Model the shortest path without the closure, which shows a layover in Alaska.

path = gds.shortestPath.dijkstra.stream(G, sourceNode=start, targetNode=end)

path_node_ids = path["nodeIds"].values[0]
route = airports_pd[airports_pd["airport_id"].isin(path_node_ids)][["airport_id", "iata", "name"]]
route = route.set_index("airport_id").loc[path_node_ids].reset_index()
print(route[["iata", "name"]])Code language: PHP (php)

  iata 		name 
0 BET 			Bethel Airport 
1 ANC 			Ted Stevens Anchorage International Airport 
2 KSM 			St Mary's Airport

Next, quickly reproject your graph to exclude Anchorage on the fly.

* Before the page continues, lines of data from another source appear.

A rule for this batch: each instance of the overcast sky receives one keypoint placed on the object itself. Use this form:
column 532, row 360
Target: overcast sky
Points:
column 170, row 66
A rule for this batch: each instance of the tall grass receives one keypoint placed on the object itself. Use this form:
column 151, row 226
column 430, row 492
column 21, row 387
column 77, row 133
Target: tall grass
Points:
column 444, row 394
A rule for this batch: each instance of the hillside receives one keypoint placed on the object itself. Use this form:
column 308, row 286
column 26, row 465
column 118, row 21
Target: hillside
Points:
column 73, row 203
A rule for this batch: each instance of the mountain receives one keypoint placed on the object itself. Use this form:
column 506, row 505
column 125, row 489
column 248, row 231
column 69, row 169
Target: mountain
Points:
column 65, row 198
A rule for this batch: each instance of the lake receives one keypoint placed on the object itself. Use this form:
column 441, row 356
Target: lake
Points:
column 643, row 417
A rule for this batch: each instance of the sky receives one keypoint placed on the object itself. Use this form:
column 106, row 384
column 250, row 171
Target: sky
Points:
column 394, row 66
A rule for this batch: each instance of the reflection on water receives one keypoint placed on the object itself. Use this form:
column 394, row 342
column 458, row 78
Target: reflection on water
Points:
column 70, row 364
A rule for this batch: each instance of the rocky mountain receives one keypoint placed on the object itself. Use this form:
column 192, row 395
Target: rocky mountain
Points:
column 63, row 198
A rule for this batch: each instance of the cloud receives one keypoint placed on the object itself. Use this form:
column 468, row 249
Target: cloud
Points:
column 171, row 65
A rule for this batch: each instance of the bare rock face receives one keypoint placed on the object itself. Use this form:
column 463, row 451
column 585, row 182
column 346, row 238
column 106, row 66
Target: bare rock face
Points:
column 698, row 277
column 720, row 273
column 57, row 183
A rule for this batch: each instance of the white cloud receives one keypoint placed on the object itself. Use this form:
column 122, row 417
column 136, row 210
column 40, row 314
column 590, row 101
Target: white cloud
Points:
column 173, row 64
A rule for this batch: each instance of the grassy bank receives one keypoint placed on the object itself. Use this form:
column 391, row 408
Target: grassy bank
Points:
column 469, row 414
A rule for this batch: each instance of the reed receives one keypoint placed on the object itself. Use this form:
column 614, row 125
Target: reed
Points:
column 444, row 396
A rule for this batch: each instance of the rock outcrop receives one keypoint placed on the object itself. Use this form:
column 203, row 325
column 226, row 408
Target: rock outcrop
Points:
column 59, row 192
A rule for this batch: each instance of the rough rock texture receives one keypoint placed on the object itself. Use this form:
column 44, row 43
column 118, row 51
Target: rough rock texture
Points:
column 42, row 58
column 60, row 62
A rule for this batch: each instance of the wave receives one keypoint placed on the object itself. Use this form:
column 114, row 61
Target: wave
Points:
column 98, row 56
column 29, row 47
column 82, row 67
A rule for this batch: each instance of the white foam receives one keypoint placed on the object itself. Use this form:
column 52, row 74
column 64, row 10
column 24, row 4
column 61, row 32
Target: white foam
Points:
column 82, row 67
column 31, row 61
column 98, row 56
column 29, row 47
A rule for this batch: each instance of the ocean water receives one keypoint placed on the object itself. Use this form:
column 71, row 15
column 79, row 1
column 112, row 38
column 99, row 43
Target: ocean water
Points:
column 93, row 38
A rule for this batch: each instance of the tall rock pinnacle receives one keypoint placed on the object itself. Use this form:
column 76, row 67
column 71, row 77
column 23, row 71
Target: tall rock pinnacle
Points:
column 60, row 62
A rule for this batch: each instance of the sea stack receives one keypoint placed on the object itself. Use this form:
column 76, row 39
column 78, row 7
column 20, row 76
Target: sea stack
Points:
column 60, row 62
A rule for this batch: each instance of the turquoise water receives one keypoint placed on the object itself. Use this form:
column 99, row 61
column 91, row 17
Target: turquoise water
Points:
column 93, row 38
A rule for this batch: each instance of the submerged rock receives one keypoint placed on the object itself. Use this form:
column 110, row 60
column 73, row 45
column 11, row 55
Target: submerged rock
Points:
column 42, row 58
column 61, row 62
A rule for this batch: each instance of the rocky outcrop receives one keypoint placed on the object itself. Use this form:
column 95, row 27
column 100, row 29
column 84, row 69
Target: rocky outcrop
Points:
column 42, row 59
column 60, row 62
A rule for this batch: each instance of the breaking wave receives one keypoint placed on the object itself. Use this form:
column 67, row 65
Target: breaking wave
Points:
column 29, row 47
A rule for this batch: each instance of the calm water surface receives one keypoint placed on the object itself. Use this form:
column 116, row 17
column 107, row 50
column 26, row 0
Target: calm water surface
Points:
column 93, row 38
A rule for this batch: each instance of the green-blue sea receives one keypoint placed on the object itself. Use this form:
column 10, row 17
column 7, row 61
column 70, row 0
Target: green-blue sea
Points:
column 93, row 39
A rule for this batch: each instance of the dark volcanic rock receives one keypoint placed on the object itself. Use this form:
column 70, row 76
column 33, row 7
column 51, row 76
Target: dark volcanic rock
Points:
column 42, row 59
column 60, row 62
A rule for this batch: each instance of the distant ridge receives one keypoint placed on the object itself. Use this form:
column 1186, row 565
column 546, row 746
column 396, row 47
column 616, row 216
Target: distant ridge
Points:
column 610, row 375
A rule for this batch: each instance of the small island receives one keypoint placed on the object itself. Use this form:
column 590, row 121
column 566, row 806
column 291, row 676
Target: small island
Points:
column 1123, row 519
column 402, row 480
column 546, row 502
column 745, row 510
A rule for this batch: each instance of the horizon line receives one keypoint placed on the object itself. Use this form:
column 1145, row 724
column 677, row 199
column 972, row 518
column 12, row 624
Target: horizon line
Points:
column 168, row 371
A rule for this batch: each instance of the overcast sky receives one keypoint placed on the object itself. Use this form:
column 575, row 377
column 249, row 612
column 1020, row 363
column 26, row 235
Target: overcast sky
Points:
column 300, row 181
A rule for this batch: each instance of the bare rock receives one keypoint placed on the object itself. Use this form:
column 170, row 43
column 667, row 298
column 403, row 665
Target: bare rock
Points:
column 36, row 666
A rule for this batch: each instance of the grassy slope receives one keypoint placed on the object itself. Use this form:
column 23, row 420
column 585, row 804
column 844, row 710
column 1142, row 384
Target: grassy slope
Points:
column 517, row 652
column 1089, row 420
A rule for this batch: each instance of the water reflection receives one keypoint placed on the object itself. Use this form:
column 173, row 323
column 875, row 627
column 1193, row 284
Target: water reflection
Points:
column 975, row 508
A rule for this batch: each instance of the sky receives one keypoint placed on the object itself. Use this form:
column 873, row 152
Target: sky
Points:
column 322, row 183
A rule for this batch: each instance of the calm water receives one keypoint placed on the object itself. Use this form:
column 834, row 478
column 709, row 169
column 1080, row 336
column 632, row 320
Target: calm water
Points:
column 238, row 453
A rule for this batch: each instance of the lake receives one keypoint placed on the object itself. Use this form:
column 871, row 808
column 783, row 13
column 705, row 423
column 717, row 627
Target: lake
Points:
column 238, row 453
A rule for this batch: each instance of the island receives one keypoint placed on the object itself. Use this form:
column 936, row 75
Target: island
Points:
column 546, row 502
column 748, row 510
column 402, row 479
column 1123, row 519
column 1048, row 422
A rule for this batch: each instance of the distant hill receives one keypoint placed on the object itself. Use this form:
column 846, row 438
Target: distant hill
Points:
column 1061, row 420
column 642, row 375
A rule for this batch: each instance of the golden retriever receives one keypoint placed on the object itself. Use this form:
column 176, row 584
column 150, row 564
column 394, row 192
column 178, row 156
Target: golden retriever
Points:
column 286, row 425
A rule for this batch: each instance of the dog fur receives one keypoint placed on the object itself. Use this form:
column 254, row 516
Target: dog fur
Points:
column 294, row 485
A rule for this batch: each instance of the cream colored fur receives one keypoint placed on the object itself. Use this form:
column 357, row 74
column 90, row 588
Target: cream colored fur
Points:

# Remove Anchorage from the graph and find a new path
rels_no_anc = rels_pd[
    (rels_pd["sourceNodeId"] != anchorage_id) & 
    (rels_pd["targetNodeId"] != anchorage_id)
]
nodes_no_anc = nodes_pd[nodes_pd["nodeId"] != anchorage_id]
# Rebuild graph without Anchorage

graph_name = "flights-no-anc"
if gds.graph.exists(graph_name)["exists"]:
    # Drop the graph if it exists
    gds.graph.drop(graph_name)
    print(f"Graph '{graph_name}' dropped.")
G_no_anc = gds.graph.construct(graph_name, nodes_no_anc, rels_no_anc)
Code language: PHP (php)

And then rerun the shortest path again to see the new flight pattern.

# Find shortest path with up to 2 layovers
path = gds.shortestPath.dijkstra.stream(
    G_no_anc,
    sourceNode=start,
    targetNode=end
)

# Decode node IDs to airport names
path_node_ids = path["nodeIds"].values[0]
route = airports_pd[airports_pd["airport_id"].isin(path_node_ids)][["airport_id", "iata", "name", "city", "country"]]
route = route.set_index("airport_id").loc[path_node_ids].reset_index()
print(route[["iata", "name", "city", "country"]])Code language: PHP (php)

  iata 	name 
0 BET 		Bethel Airport 
1 EMK 		Emmonak Airport 
2 KOT 		Kotlik Airport 
3 KSM 		St Mary's Airport

As you can see, the closure of Anchorage would require an additional layover on existing planned flights. A cascade of additional layovers might necessitate rerouting operations or changing flight paths altogether!

Mission Accomplished — For Now

Today, you built an operational intelligence system for air cargo routing from the ground up. Starting with raw flight data loaded into Databricks, you projected a global network of airports and routes into Neo4j Aura Graph Analytics and put it to work.

First, you ran Weakly Connected Components to validate our grid, which confirmed that the vast majority of the network resides in a single giant connected component, with a small number of isolated airports outside our operational reach.

Then you ran Betweenness Centrality to find our chokepoints, i.e., the airports that the network depends on most heavily. These are the hubs that belong on every logistics team’s watch list, because when they go down, everything downstream feels it.

Finally, you stress-tested the network. You took Ted Stevens Anchorage International Airport offline, simulated a reroute using Dijkstra’s Shortest Path algorithm, and quickly found an alternative.

This is what Aura Graph Analytics on Databricks unlocks, a fundamentally different way of seeing your data — as a living, connected network that can be interrogated, stress-tested, and rerouted in real time.